Thanks for your comments - I apologize for the omission. The sentence should have read " the average Tennessee [employer]spends $4,152 per year on worker training..."
You mention if this was the case it is "peanuts."
Exactly! With so few skilled workers and the seemingly endless flood of bad reports on our education process, businesses will need to spend invest much more than "peanuts" to train employees if they expect to get the skills they need to do business. And as you suggested it might take the $4,152 per employee - otherwise they may get what they pay for.

Thanks again for bringing the oversight to my attention.

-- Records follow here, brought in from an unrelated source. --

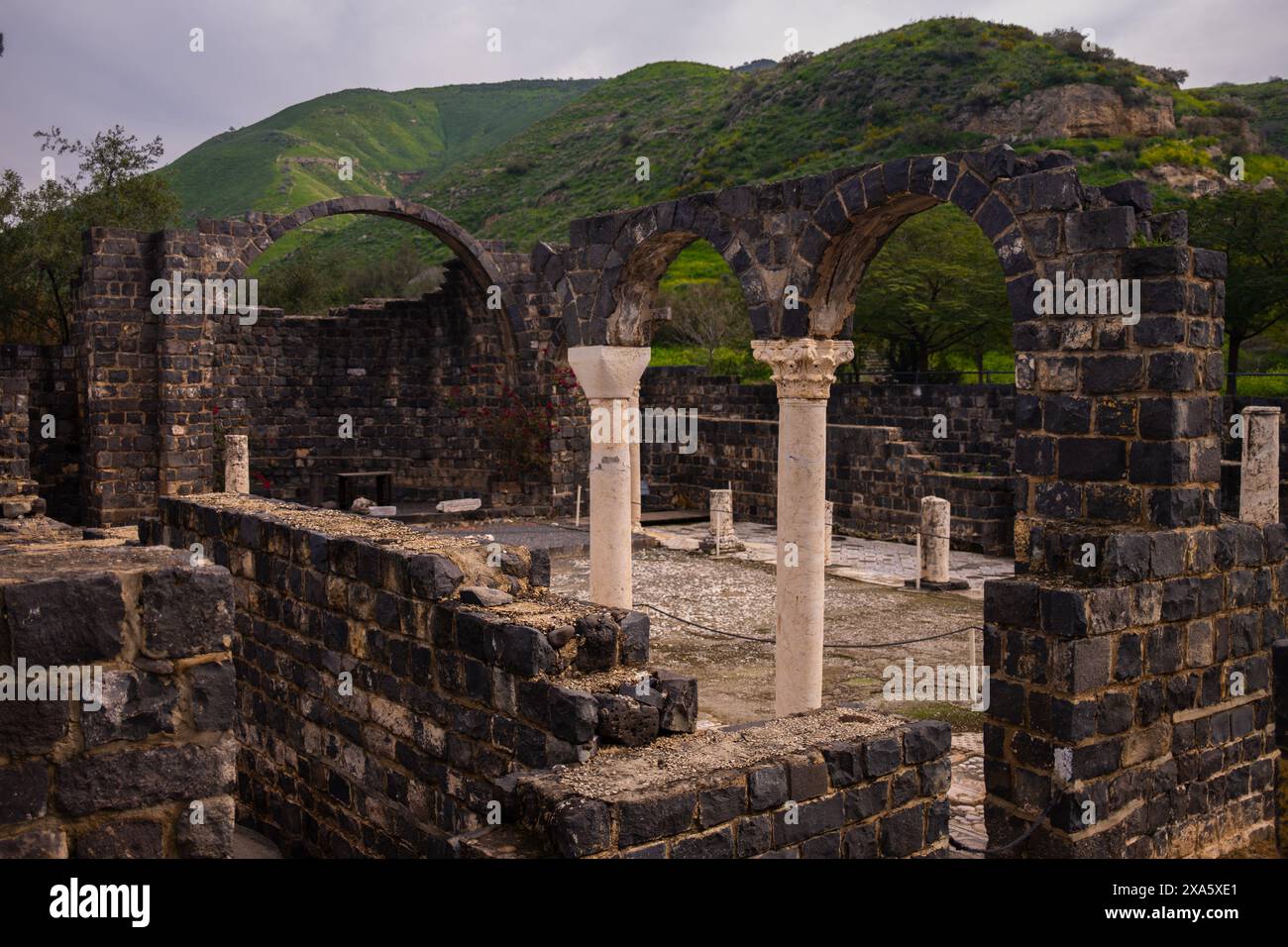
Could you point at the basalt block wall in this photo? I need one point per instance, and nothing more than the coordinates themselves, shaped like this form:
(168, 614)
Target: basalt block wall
(883, 455)
(884, 796)
(424, 382)
(445, 699)
(150, 774)
(155, 384)
(40, 382)
(1145, 693)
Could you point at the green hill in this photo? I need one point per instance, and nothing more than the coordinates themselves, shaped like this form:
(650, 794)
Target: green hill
(519, 159)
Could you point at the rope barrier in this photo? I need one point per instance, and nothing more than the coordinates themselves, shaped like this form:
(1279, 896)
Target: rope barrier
(837, 647)
(1008, 847)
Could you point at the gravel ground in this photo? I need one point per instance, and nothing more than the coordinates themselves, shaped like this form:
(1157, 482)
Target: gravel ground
(735, 678)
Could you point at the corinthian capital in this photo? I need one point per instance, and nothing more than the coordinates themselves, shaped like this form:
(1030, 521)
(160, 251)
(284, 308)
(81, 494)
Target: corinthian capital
(803, 368)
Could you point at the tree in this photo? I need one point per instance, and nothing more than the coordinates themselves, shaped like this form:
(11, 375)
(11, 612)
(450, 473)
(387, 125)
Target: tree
(42, 230)
(708, 313)
(935, 285)
(1250, 227)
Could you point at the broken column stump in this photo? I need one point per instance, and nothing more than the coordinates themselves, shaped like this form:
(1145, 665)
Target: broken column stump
(935, 544)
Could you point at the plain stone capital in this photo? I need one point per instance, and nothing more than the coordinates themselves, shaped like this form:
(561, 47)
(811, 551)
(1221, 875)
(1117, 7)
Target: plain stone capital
(803, 368)
(608, 371)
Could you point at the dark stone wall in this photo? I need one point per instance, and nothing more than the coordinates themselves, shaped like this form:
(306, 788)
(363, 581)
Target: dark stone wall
(425, 382)
(446, 698)
(880, 796)
(1153, 681)
(883, 454)
(150, 774)
(44, 376)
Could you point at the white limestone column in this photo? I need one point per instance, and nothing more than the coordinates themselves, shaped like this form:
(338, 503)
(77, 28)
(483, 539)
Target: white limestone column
(1258, 474)
(236, 464)
(608, 375)
(935, 539)
(804, 371)
(827, 532)
(636, 497)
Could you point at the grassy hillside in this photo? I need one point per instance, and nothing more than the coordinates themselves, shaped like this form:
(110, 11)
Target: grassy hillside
(519, 159)
(395, 140)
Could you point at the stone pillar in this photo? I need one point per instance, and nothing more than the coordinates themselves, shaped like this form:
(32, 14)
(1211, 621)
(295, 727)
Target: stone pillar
(935, 543)
(636, 499)
(1258, 475)
(608, 375)
(804, 371)
(827, 532)
(236, 464)
(935, 523)
(720, 534)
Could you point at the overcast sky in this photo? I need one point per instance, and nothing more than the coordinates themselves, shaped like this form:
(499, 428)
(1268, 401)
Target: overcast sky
(85, 65)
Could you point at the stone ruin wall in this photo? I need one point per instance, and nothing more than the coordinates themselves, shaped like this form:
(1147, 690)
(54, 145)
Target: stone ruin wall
(150, 775)
(881, 455)
(424, 381)
(1140, 684)
(459, 707)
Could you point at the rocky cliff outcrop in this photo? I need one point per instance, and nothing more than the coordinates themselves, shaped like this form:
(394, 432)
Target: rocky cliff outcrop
(1074, 111)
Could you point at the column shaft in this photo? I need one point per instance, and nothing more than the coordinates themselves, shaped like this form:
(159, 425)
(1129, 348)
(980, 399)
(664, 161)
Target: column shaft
(804, 371)
(802, 489)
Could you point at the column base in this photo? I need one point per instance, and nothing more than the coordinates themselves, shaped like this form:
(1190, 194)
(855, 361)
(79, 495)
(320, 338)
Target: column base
(926, 585)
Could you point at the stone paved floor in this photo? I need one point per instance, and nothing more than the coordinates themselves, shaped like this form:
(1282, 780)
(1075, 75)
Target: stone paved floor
(868, 561)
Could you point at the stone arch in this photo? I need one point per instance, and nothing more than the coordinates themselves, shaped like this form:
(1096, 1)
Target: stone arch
(643, 244)
(853, 221)
(477, 260)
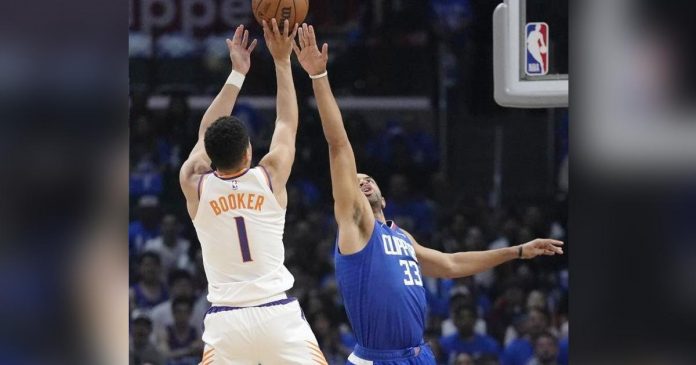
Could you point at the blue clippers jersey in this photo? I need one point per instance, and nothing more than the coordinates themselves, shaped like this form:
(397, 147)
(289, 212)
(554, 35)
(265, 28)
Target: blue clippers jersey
(383, 291)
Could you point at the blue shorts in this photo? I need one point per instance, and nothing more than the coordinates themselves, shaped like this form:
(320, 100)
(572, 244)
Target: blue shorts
(419, 355)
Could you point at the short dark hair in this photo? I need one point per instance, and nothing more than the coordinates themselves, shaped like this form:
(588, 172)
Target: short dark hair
(225, 141)
(466, 307)
(546, 334)
(150, 254)
(142, 320)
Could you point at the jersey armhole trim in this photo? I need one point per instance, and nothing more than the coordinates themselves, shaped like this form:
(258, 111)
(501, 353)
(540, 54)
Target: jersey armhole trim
(268, 177)
(200, 183)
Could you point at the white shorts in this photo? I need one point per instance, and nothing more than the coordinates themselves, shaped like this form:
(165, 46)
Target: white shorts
(271, 335)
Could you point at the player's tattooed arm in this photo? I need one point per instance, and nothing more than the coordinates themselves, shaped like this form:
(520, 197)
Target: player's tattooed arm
(460, 264)
(281, 153)
(352, 210)
(198, 162)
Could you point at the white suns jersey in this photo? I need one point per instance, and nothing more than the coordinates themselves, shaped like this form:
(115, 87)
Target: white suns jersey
(240, 224)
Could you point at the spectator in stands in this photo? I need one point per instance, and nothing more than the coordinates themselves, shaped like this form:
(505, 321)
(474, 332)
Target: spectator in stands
(180, 342)
(535, 300)
(180, 286)
(563, 351)
(521, 350)
(466, 340)
(142, 351)
(463, 359)
(461, 295)
(506, 307)
(169, 245)
(545, 350)
(146, 225)
(408, 211)
(453, 240)
(149, 290)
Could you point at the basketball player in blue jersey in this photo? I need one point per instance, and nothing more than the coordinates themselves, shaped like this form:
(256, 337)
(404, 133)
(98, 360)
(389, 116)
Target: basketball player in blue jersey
(379, 266)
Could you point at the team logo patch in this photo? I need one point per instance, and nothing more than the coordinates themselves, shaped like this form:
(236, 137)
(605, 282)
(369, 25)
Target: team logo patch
(537, 35)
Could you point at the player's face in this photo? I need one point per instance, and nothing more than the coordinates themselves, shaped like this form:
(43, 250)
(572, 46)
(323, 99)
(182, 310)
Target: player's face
(546, 348)
(369, 188)
(181, 313)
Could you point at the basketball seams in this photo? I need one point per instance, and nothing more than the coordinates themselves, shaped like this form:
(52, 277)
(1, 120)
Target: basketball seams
(294, 18)
(257, 7)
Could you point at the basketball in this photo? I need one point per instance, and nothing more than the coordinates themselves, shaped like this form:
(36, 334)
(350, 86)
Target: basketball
(294, 11)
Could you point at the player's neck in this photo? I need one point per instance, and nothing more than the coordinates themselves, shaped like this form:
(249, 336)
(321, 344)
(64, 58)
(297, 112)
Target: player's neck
(379, 215)
(230, 172)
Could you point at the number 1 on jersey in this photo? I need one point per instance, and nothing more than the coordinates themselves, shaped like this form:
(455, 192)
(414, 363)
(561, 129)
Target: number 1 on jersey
(243, 241)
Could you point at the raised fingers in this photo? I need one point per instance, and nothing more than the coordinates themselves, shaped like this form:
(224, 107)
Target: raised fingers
(294, 32)
(276, 31)
(237, 38)
(245, 38)
(252, 45)
(312, 37)
(301, 37)
(286, 28)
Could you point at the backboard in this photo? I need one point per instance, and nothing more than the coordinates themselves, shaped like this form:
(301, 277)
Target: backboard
(530, 53)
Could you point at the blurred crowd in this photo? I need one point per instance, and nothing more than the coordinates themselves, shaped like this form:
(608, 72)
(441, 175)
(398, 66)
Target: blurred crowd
(515, 314)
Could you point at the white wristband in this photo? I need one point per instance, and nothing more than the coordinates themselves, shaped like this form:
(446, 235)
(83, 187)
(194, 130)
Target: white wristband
(319, 76)
(235, 79)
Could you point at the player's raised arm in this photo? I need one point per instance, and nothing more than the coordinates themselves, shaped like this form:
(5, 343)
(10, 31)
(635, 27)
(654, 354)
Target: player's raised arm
(352, 210)
(278, 161)
(198, 161)
(460, 264)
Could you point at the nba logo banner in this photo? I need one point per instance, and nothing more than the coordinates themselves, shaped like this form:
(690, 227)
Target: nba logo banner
(537, 35)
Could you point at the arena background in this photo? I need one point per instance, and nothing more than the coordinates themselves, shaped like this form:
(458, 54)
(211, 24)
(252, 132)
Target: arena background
(414, 82)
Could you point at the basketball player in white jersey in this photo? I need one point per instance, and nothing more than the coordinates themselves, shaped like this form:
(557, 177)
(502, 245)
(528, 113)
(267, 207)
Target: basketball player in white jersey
(239, 215)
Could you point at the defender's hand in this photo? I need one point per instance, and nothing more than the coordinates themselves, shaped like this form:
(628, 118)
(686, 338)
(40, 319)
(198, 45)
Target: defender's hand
(279, 44)
(541, 246)
(312, 60)
(240, 50)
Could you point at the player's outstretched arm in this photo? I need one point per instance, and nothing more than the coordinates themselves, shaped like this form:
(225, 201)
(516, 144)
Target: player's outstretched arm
(281, 154)
(460, 264)
(352, 210)
(198, 162)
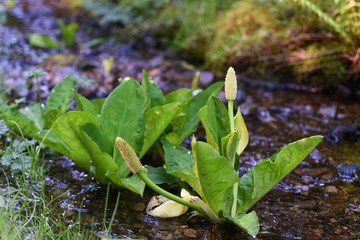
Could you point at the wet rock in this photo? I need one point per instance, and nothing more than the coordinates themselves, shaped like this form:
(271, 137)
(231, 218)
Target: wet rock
(191, 233)
(308, 204)
(328, 111)
(139, 207)
(335, 134)
(314, 172)
(331, 189)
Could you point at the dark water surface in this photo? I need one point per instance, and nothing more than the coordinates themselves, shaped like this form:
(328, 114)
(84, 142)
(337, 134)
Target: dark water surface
(320, 199)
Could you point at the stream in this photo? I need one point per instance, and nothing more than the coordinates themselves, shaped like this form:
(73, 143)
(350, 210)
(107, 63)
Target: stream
(320, 199)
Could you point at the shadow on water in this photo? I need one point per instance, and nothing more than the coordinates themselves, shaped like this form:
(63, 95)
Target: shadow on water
(320, 199)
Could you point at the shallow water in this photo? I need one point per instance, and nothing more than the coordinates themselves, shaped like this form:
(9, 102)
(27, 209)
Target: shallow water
(319, 200)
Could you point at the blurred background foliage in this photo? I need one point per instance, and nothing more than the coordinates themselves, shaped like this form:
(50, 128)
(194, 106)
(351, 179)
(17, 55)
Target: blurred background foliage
(313, 41)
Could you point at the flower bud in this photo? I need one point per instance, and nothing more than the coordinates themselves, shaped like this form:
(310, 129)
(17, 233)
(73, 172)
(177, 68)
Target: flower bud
(230, 85)
(129, 155)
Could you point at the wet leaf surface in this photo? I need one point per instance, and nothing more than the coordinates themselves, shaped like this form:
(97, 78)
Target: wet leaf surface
(318, 200)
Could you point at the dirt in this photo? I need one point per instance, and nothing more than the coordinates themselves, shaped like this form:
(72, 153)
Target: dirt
(320, 199)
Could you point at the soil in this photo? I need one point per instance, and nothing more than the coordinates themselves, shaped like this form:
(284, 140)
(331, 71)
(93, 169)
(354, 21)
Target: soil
(320, 199)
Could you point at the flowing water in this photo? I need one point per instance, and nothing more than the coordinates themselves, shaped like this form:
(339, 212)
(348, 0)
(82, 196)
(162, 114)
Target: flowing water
(320, 199)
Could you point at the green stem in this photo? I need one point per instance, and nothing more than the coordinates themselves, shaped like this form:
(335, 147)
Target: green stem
(236, 185)
(165, 193)
(231, 115)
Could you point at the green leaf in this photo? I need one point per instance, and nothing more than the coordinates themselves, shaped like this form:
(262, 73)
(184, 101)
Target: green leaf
(153, 92)
(192, 118)
(179, 163)
(247, 222)
(156, 121)
(243, 134)
(229, 146)
(159, 176)
(215, 119)
(68, 129)
(68, 32)
(216, 177)
(34, 112)
(133, 183)
(95, 133)
(265, 175)
(85, 105)
(42, 41)
(123, 114)
(101, 162)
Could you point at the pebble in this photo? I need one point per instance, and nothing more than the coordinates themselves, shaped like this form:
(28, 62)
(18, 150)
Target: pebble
(139, 207)
(191, 233)
(331, 189)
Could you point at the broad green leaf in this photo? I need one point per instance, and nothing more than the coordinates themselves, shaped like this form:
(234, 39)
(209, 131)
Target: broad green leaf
(192, 118)
(156, 121)
(182, 96)
(216, 176)
(247, 222)
(95, 133)
(53, 140)
(101, 162)
(42, 41)
(155, 96)
(98, 104)
(159, 176)
(85, 105)
(215, 119)
(123, 114)
(35, 113)
(179, 163)
(243, 134)
(68, 129)
(133, 183)
(68, 32)
(260, 179)
(229, 146)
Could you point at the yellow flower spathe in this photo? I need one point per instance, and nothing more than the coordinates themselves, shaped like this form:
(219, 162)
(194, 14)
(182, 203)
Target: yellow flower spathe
(230, 85)
(129, 155)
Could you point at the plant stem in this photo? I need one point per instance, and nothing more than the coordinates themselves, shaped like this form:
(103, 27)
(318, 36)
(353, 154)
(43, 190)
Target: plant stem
(231, 115)
(232, 129)
(167, 194)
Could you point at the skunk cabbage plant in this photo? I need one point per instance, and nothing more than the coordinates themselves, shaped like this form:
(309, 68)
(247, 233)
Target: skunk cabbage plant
(212, 169)
(140, 114)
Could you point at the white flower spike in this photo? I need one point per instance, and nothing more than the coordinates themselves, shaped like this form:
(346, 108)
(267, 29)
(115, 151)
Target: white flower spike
(230, 85)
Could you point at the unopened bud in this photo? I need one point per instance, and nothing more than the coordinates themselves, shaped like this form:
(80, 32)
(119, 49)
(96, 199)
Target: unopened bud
(129, 155)
(230, 85)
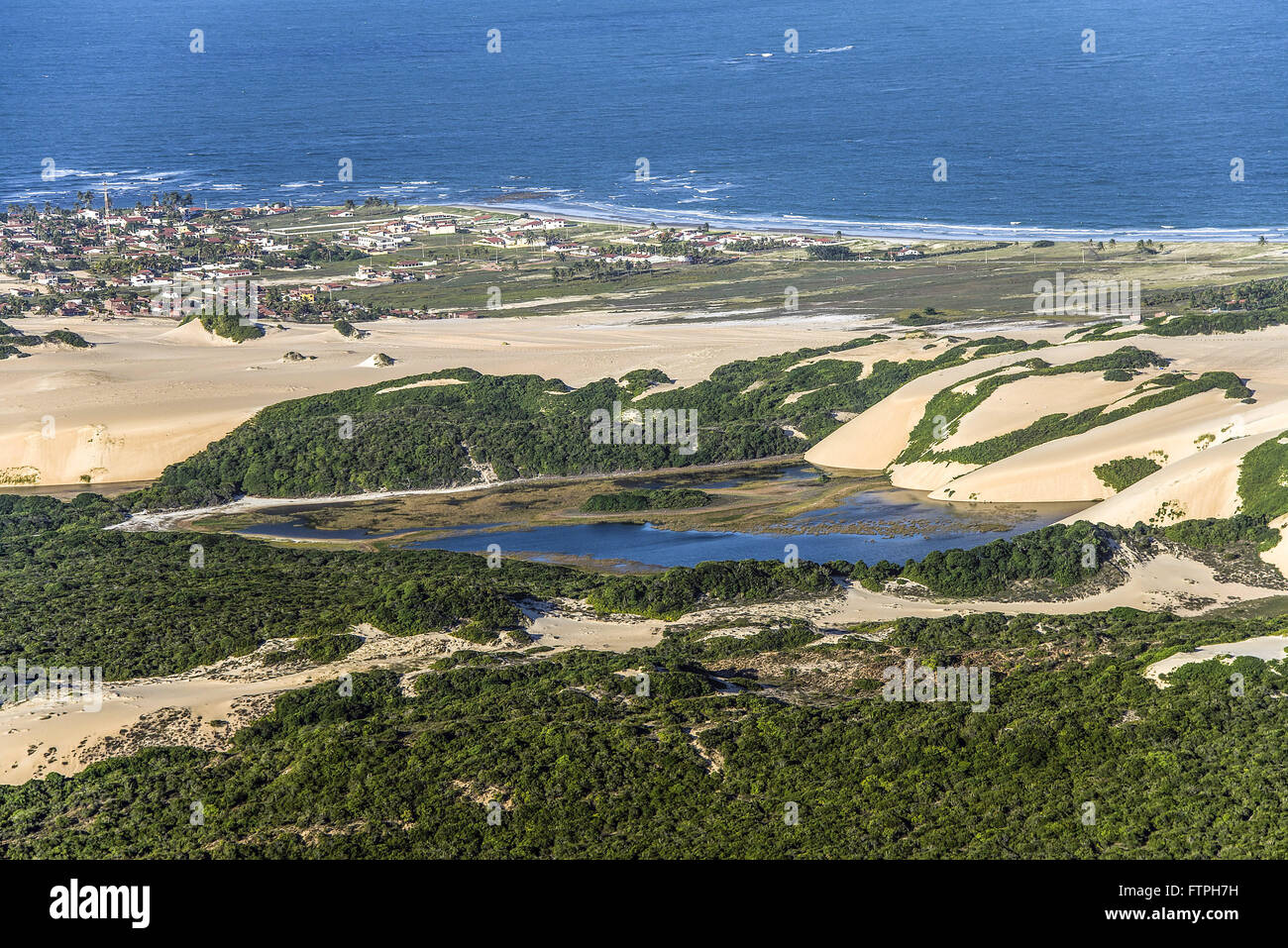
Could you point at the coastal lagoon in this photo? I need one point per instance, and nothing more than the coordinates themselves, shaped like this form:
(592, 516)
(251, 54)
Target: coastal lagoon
(871, 524)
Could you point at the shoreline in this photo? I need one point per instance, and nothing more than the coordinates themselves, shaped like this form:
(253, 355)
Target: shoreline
(769, 224)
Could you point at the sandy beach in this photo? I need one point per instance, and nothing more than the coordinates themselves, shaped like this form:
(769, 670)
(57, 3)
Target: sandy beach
(150, 394)
(202, 707)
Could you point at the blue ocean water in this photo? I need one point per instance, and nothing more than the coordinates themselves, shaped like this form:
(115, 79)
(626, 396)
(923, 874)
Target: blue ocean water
(1039, 138)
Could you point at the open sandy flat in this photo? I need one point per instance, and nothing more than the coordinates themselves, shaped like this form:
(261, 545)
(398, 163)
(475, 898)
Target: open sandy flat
(202, 707)
(1203, 437)
(1267, 648)
(150, 393)
(1162, 582)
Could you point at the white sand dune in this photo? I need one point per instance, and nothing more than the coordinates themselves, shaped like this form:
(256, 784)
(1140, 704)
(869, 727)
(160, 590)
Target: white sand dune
(174, 389)
(1162, 582)
(43, 737)
(877, 436)
(1202, 484)
(1267, 648)
(194, 334)
(1201, 440)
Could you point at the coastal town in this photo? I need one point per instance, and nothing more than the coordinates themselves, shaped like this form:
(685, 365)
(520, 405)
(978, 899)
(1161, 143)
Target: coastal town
(104, 262)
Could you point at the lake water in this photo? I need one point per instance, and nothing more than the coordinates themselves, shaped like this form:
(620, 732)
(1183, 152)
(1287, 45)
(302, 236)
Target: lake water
(879, 523)
(1039, 137)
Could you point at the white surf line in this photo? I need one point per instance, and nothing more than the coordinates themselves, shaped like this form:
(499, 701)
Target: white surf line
(1267, 648)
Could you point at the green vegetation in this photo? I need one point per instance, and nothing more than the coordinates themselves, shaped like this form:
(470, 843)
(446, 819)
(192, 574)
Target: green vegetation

"To get employees ready to work, the average Tennessee spends $4,152 per year on worker training, according to the employer survey."

Assuming this was a readable sentence, either the entire company is getting trained for peanuts, or each worker is getting full tuition at the state university. This would mean the entire staff had college degrees in 4 years and the company would be all ph.d's in 8.

I don't see a problem, either way I read it.

You are correect. Like the "national housing crisis" there is no "national" statistic. Shortages and excesses of employee is indeed local. Oregon like many states may have an excess of people looking for jobs but the key is "skilled worker shortage."

Why are the PhDs looking? Are dissatisfied in their current jobs or are they just not employable? With an expected nationwide shortage of 2 million teachers, there are plenty of opportunities.

I suspect they either aren't willing to relocate or the skills they have (like many workers) do not fit the jobs of tomorrow.

But regardless of the reason, many jobs that drive economic growth in this country go wanting.

Plenty of cheap labor here in Oregon, employees are a dime a dozen, including lot's of Ph.D.'s. Companies should move to Oregon. There's never been a labor shortage in Oregon's history. Every job gets thousands of applicants.